Southern Rhône Valley
This is large wine region. The geographically separate Northern Rhône grows Syrah and Viognier. These varietals can reach greatness here as far north as they will ripen, planted adjacent to cherries and pears rather than lemons and olives.
Most of the vineyards are in the Mediterranean south, where the vinous border between Rhône and Provence is clearly defined but practically porous. The great district is Châteauneuf-du-Pape and the great grape Grenache, usually seasoned with Syrah, sometimes Mourvèdre, and a panoply of other grapes. Other southern red Rhône wines use only these three plus Carignan and Cinsault.
Châteauneuf has been famous since the Popes of Avignon made it their summer home in the 14th century. Until the 1920’s it was legally just Côtes du Rhône. Then the visionary Baron LeRoy instituted regulations that became the basis of the entire French system of Appellations.
Other villages had aspirations. In 1964 Gigondas, impressively situated at the foot of the ‘dentelles’ (‘teeth’) of Montmirail took the big step, giving up ‘Côtes du Rhône – Villages Gigondas’ in favor of ‘Gigondas’. Giving up ‘Côtes du Rhône’ meant loss of instant identity but using just ‘Gigondas’ showed pride of quality. Vacqueyras followed in 1994 and others have applied.

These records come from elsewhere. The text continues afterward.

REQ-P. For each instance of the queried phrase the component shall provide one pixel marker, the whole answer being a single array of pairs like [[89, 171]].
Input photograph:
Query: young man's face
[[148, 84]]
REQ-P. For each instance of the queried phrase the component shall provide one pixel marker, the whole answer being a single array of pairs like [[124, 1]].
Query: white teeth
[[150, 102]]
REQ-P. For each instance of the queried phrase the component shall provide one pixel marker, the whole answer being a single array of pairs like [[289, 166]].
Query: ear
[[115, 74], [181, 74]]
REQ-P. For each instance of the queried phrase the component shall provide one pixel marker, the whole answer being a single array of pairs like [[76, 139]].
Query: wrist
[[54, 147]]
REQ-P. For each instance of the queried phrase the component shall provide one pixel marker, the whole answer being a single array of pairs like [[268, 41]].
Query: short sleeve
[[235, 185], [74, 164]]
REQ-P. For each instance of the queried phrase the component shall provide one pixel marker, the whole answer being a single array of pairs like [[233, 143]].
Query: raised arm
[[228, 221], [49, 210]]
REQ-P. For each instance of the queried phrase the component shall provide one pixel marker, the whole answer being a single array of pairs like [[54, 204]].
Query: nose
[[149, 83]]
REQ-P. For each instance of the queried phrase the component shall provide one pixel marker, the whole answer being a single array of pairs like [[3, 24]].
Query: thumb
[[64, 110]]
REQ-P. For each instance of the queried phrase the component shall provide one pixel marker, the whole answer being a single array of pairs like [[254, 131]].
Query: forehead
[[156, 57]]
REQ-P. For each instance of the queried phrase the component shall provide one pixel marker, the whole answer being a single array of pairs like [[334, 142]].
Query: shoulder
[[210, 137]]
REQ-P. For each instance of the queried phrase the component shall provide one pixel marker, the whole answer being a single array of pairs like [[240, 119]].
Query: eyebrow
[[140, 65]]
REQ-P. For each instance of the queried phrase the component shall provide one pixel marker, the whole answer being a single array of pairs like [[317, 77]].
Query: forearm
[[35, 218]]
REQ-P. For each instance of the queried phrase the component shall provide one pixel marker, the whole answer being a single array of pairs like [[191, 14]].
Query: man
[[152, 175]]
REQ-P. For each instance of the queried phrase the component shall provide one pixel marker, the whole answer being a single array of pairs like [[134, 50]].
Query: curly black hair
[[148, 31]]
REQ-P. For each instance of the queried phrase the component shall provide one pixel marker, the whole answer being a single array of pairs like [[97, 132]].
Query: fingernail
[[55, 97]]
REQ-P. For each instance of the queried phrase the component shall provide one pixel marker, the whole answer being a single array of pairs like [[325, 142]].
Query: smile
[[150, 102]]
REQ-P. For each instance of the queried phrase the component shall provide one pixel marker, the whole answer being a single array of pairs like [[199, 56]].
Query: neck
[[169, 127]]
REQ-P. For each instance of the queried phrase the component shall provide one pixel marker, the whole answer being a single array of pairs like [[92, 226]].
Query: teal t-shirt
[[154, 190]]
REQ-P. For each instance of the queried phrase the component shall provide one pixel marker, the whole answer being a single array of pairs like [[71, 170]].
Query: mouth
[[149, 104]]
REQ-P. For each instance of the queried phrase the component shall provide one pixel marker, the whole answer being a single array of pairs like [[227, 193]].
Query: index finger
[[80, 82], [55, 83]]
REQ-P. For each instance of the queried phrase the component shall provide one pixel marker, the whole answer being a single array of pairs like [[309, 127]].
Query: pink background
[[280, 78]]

For centuries Côtes du Rhône sold at a discount to Bordeaux even though most Bordeaux wasn’t very good. Neither was basic Côtes du Rhône. Only recently have Grenache and Syrah surpassed Carignan as the principal varietal. Some cheap Côtes du Rhônes are made by carbonic maceration, the Beaujolais technique, giving a poor rendition of the style. The biggest problem was winemaking, tied to cellar equipment.
Harvest here is early September, usually in torrid heat. Lack of temperature control meant that what little fruit the grapes had was cooked out by hot fermentations. The solution can be as simple as an air conditioned cellar. Better is the ‘groupe à froid’. This is a central chilling unit from which circulating freon-filled jackets can be wrapped around tanks, or tubes can be inserted into vats. These allow precise control of fermentation temperatures. Virtually all wineries have one or the other and the increase in quality in one generation has been huge. There is a new price differential between basic Bordeaux and basic Côtes du Rhône; Côtes du Rhône sells for more.